Sunday, 18 June 2017

Alternative Literature

(Neil Gaiman's Library of Dreams in The Sandman.)

I have said this before in different words. I happen to think that this blog is worth reading but I take no credit for that. Retired, I have leisure to read, reread and reflect. I would be nowhere without:

Poul Anderson;

several literary traditions that he represents (I will not list the names yet again, at least not this time);

his successors, notably SM Stirling whom so far I prefer "in his own write" rather than in collaboration, although I have not read everything yet.

If, on the one hand, humanity did exist but, on the other hand, none of these literary traditions or individual authors existed, then this would only be because several millennia of history had diverged, thus generating an entirely different literaure which someone else would at this moment be appreciating. (Hello, across the timelines, if you exist.)

SM Stirling explored this idea. What was it that Kipling wrote in the timeline of the Fall? (See here.) And, in that timeline, the Sherlock Holmes series was an alternative history.

1 comment:

  1. Kaor, Paul!

    I don't mind you repeating some of your "lists"! So, go ahead with such lists if you wish!
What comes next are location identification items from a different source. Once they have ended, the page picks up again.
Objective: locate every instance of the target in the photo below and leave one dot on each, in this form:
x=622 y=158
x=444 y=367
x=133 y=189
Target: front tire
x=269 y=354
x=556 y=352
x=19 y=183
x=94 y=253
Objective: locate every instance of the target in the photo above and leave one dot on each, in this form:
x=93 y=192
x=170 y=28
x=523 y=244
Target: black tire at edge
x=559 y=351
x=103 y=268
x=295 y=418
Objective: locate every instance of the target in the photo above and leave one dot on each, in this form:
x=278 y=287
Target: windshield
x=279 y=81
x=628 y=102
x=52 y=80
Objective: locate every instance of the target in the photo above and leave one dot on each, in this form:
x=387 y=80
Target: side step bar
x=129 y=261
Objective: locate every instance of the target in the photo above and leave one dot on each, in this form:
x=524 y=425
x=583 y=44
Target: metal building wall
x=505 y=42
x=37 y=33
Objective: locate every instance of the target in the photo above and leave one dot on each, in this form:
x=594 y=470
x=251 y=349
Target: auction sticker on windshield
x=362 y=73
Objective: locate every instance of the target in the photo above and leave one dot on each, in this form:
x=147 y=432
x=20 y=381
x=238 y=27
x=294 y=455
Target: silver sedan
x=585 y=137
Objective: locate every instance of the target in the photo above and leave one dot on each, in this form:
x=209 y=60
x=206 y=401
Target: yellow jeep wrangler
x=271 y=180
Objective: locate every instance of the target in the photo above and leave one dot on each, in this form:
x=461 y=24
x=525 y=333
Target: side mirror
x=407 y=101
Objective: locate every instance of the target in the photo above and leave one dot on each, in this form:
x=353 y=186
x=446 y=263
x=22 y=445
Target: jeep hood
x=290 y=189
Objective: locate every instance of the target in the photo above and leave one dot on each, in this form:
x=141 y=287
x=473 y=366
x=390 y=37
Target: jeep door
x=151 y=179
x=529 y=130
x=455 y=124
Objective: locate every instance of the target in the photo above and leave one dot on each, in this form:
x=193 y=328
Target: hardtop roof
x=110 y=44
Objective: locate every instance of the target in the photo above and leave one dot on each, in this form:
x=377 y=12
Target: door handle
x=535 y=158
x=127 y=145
    I have enjoyed several of the collaborations Stirling had with other authors, such as Jerry Pournelle and David Drake. I hope you will sometime give Drake/Stirling's THE GENERAL series a chance.

    Yes, if somehow OUR timeline had changed in the past so that history turned out very differently, we would have different authors, traditions, literatures, etc. And in THE PESHAWAR LANCERS we see hauntingly familiar writers like Kipling and Doyle. And, Poul Anderson even gives us the names of two "fictional" pulp novels in ENSIGN FLANDRY.